Electronic – repeatedly turning an incandescent light bulb on and off every 20 seconds will cause damage to the bulb

energylightrelay

I have seen similar questions to this one but none of them were asked in the range of seconds only minutes.

I just finished building a incubator for chicken eggs and I am using an incandescent light bulb as source of heat. The thing is I used a pretty sensible digital termometer an the light bulb turns on, last ~20 seconds on and then turns off again.
I'm worried this will cause any damage to the light bulb or the relay that acts as a switch.

The incubator works well but I dont want to replace parts every week.

Best Answer

I'm not sure this is so mich an "original" answer as a combination/explanation/redinement of the other 2 already posted answers, but I'll try to help a bit.

  1. As transistor pointed out in the question comments, the 'bulb'-life impact of rapid switching on several varieties of lights is discussed in some detail in If I flick the light switch on and off will it damage the light?

  2. Autistic, Rothloup, and 2 posters in the other thread are all right about 'dimming' the incandescent greatly improving bulb life.

    • I would recommend using an inductor in SMPS buck-converter arrangement as likely being the most efficient (be careful though, the efficiency of that one inductor could surprise you, incandescents have a very non-linear response & tend to respond well to under-voltage drive).
    • While the buck converter could arguably be run on from non-rectified ac current, I would personally recommend using rectified & conditioned/smoothed DC (for predictable performance), and a pwm management that never cycles slower that 40KHz (so you don't have to hear it 'sing').
  3. You should definitely replace the relay with solid-state components.
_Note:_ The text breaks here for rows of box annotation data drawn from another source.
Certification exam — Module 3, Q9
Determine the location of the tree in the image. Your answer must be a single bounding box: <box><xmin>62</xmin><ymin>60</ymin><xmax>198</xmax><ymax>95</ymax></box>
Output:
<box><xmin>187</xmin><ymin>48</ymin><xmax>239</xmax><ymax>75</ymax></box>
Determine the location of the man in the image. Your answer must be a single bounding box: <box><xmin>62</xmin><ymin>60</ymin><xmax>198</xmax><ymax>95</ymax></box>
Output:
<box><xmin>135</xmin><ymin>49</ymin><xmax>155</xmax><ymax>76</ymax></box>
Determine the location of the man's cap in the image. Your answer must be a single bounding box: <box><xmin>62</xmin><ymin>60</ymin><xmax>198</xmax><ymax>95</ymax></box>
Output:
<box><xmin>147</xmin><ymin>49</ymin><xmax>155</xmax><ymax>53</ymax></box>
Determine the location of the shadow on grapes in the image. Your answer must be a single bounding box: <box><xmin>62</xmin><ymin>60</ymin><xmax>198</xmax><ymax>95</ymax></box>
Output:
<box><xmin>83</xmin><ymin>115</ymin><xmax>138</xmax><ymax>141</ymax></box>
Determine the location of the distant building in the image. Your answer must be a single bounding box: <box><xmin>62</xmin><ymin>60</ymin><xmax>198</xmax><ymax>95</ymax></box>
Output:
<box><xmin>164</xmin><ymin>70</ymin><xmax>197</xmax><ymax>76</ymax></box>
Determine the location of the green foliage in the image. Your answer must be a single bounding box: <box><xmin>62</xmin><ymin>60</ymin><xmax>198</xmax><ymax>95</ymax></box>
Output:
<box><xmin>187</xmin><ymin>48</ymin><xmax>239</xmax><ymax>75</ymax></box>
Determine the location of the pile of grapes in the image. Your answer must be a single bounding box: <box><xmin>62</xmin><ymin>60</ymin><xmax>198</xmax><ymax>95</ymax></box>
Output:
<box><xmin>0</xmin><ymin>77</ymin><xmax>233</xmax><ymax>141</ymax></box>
    • At the least, a triac or optoisolator/'solid state relay' can switch your load faster than a mec. relay & love longer.
    • Better by far would be using a bridge rectifier & a capacitor to convert your input to smoothed/conditioned DC, then use a power MOSFET (if you get a 'logic-level drive' one, it won't even need any external buffering transistors) to run the aforementioned buck converter.
  4. Putting it all together, if you PWM a buck converter, with solid-state switchgear, to keep the light somewhere between 'just warm' and 'hot, but barely glowing,' you should be able to maximize your energy efficiency, component lifetime, and the precision/stability of your incubator's temperature control.